Chile’s Mapuche, who make up roughly 10 percent of its population, are more likely to be killed by police than non-Mapuche people, Human Rights Watch reports. In 2012, the organization called for Chilean authorities to carry out a “prompt, thorough, and impartial investigation” into the unlawful use of force by police against the Indigenous community.

Temuco, an important historical and cultural hub for the Mapuche, is also the site of ongoing land conflict involving authorities and Indigenous militants.

Last week, the Mapuche Arauco-Malleco Coordination, CAM, led an arson attack that left 19 trucks burned. The attack, directed at the wealthy Trans-Cavalieri transport company in Temuco, resulted in losses of about US$3 Million for the business. The CAM also set ablaze nine flatbeds and a warehouse on the route that links Temuco with other cities.

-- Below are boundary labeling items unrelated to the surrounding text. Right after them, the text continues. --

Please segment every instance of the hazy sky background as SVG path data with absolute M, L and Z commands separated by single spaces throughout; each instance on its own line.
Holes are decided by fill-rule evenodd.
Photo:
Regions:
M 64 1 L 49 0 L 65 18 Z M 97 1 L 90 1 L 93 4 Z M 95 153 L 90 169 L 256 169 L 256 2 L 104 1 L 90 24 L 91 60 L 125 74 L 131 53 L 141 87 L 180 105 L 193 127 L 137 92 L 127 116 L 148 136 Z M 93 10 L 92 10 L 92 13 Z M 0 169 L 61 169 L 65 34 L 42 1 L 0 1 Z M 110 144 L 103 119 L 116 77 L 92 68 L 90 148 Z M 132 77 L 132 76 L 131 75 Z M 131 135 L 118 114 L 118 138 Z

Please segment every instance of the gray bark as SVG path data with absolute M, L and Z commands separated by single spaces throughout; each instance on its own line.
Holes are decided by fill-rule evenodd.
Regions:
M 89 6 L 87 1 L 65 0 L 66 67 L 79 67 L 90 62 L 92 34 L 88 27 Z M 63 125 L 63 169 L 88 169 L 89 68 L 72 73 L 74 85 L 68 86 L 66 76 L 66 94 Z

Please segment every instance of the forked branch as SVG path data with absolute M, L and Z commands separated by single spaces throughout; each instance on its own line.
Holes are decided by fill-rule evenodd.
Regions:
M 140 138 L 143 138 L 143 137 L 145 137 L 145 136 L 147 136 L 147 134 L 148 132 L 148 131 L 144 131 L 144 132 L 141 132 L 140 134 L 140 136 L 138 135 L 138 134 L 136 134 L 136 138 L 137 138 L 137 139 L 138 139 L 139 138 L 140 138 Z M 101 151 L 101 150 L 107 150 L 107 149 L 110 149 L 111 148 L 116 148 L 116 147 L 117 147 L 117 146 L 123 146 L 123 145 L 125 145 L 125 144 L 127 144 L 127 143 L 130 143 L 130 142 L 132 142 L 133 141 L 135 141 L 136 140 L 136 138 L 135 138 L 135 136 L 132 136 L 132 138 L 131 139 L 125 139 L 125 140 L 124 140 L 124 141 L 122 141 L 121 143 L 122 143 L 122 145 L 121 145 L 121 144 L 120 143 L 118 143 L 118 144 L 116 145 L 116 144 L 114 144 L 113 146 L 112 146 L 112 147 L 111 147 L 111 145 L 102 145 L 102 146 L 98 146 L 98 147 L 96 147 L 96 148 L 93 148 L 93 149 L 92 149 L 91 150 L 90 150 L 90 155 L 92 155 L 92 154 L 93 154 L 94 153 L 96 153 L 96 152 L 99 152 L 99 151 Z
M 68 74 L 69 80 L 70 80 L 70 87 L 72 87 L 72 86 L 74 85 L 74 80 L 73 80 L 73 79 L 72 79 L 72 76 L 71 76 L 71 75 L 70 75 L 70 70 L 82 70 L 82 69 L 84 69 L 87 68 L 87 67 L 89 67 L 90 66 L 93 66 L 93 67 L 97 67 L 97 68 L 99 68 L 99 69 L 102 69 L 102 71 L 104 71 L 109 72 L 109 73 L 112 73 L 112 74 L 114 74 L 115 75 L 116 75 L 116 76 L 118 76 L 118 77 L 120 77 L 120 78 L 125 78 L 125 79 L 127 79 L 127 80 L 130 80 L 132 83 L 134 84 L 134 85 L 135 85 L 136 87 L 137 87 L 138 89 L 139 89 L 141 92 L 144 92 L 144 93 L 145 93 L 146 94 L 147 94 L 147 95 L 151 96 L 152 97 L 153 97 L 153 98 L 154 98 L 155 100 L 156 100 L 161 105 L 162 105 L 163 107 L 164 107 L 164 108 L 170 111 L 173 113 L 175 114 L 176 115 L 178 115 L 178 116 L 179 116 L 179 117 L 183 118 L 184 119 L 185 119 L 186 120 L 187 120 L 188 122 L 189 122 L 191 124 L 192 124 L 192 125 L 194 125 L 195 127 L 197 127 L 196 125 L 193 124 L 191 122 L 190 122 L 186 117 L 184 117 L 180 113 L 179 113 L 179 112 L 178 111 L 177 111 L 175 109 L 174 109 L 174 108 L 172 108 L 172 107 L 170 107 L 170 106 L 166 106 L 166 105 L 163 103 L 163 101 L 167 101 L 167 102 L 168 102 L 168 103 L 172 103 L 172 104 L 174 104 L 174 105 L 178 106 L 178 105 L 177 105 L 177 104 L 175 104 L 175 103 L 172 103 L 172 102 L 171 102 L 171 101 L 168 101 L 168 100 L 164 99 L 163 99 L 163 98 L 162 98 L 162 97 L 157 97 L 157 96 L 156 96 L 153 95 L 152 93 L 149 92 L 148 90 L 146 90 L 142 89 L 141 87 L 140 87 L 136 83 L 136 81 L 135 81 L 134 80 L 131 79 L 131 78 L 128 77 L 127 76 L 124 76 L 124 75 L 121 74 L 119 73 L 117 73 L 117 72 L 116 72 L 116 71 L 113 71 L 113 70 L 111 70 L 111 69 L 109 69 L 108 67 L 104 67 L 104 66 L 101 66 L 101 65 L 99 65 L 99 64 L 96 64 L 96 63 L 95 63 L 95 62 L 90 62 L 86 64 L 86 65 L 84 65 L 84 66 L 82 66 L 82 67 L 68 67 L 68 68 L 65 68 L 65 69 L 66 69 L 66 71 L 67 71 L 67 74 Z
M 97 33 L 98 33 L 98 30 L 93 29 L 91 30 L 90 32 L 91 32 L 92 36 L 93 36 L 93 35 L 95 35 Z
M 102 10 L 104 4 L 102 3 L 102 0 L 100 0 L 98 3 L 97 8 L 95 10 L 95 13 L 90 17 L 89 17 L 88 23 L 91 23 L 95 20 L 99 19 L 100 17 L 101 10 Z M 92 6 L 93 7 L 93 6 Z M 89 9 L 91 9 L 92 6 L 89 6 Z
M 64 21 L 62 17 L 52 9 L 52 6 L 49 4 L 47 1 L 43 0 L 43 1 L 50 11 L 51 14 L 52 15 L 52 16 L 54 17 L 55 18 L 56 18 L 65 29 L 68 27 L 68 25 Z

The Indigenous militants claim the attack was made in retaliation to the “capitalist invaders” who don’t respect the territory and the autonomy of the Mapuche.

“With this larger action, we pointed out to our oppressed people that there is the will and capacity of the Mapuche to deal decisively with the expressions of the capitalist system and the oppressive colonialist state,” the CAM wrote in a statement, Kaos en la Red reports.

Temuco is the city of Chile with the largest indigenous population.